My father–a career-long civil servant–used to joke that the federal government’s motto should be “if it ain’t broke, fix it till it is.”
That may not be the government’s motto, but it’s certainly the GOP credo.
And yet, conservatives want to end those successful policies–they want to cut off the unspent stimulus money instead of letting it go toward creating new jobs, they want to end deficit spending even though growing the economy is a far more pressing concern than the debt.
If we listen to conservatives our economy will collapse once again and all the hard-fought gains our economy recently made will be lost.
The next employment report could show the economy adding jobs for the first time in two years. The next G.D.P. report is likely to show solid growth in late 2009. There will be lots of bullish commentary — and the calls we’re already hearing for an end to stimulus, for reversing the steps the government and the Federal Reserve took to prop up the economy, will grow even louder.
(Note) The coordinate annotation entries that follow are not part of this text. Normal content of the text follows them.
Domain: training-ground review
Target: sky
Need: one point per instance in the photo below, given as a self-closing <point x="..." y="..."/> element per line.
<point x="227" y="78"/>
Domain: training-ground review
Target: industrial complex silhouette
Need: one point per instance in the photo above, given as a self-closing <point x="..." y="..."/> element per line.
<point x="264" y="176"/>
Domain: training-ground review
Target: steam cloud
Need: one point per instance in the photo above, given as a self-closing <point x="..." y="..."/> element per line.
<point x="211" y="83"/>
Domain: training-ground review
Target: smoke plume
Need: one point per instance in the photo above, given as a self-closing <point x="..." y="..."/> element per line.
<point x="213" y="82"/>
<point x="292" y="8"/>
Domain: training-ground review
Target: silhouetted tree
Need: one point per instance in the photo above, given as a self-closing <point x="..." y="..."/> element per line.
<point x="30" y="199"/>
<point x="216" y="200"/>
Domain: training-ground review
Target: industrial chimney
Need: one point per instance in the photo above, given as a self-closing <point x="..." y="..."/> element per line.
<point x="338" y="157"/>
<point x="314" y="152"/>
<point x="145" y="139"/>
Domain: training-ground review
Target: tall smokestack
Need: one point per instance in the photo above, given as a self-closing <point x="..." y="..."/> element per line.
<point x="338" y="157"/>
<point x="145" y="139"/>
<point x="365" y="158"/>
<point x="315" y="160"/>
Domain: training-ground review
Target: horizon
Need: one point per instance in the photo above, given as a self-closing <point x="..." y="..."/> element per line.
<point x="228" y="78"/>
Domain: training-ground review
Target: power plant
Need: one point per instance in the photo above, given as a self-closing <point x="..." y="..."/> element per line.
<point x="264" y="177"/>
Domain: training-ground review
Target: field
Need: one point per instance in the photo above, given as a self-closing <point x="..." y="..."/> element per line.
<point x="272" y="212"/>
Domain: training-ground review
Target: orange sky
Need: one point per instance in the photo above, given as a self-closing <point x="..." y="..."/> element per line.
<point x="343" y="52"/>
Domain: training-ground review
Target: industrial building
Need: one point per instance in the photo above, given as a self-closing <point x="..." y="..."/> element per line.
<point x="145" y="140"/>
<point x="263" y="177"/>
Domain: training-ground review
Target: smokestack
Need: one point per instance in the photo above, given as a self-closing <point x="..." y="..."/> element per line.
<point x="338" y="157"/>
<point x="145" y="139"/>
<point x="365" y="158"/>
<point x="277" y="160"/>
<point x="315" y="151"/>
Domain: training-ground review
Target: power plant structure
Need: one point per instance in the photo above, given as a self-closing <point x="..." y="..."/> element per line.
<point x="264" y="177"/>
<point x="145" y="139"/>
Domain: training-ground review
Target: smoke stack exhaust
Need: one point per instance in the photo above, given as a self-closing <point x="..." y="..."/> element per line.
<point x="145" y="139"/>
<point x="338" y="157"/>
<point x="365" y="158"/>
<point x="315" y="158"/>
But if those calls are heeded, we’ll be repeating the great mistake of 1937, when the Fed and the Roosevelt administration decided that the Great Depression was over, that it was time for the economy to throw away its crutches. Spending was cut back, monetary policy was tightened — and the economy promptly plunged back into the depths.
Imagine our economy as a person with a broken leg–in order to fix their injury you put them on crutches, put a cast on them, etc.
If you pull the cast off and throw the crutches away too early, you risk making the injury worse–you have to give it time to heal.
The same goes for our economy–you have to give Obama’s policies time to work; you have to give the economy time to grow.
If we end those pro-growth policies too early then the economy will backslide. Once our economy is stable and growing, then we can worry about spending and the debt.
If we capitulate to the “if it ain’t broke, fix it till it is” mindset then we will face years and years of additional economic suffering–conservatives were wrong in 1937 and they’re wrong now.